Я бежала вниз, по камням, не чувствуя босыми ногами ни их острых сколов, ни колючих сухих иголок. Прямо к озеру, понимая тех, кто кидается с моста в воду. Не хотелось ничего. Только бы все разом закончилось. И только мысль, что сейчас мой сын идет по аэропорту Хельсинки в надежде увидеть меня, заставила меня остановиться на мостках, сесть, свесить ноги в холодную воду в стороне от катера и начать замерзать изнутри, чтобы перестать что-то чувствовать вообще. Ко всем! Не только к Березову!
— Яна!
Отец догнал меня. Я не оборачивалась, чтобы не видеть, идет еще кто-то следом или нет. Меня это не интересовало.
— Яна, я никогда не спрашивал тебя, что с тобой? Никогда. И не буду спрашивать сейчас.
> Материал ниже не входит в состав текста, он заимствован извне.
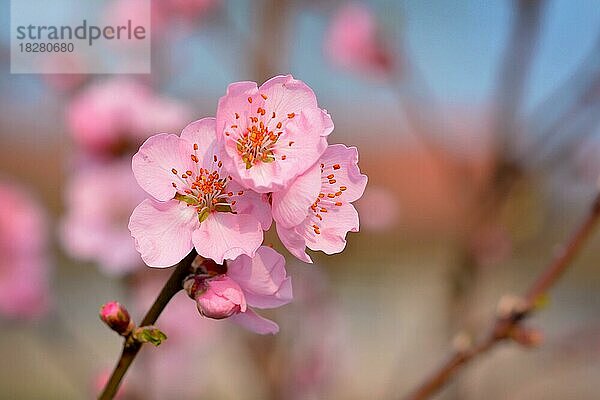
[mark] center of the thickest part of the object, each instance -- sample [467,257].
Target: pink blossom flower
[229,291]
[99,201]
[196,203]
[352,41]
[116,316]
[325,192]
[272,134]
[24,266]
[112,114]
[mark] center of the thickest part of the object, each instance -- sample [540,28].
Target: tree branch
[504,325]
[131,349]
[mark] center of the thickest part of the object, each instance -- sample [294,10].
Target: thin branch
[131,349]
[504,325]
Голос у отца молодой, как раньше. Твердый. И потому мне стало страшно поднять глаза и увидеть на месте некогда сильного мужчины старика.
— Можешь ничего не говорить. Я все равно не услышу, — усмехнулся отец, развернулся и пошел обратно к дому.
Как хорошо, что папа не обнял меня. Я не хочу плакать, не хочу…
— Яна, кофе стынет! — крикнул он уже с веранды.
Я легла на живот и, свесившись с пристани, зачерпнула немного озерной воды, чтобы умыться. Потом одернула ставшую влажной футболку и медленно пошла к дому. Веранда к тому времени стала пустой. Только две чашечки остались на столе. Я села в кресло спиной к двери, лицом к озеру. Если он явится, ему придется сесть напротив, потому что отец отставил одно кресло в сторону, ища утром солнышко.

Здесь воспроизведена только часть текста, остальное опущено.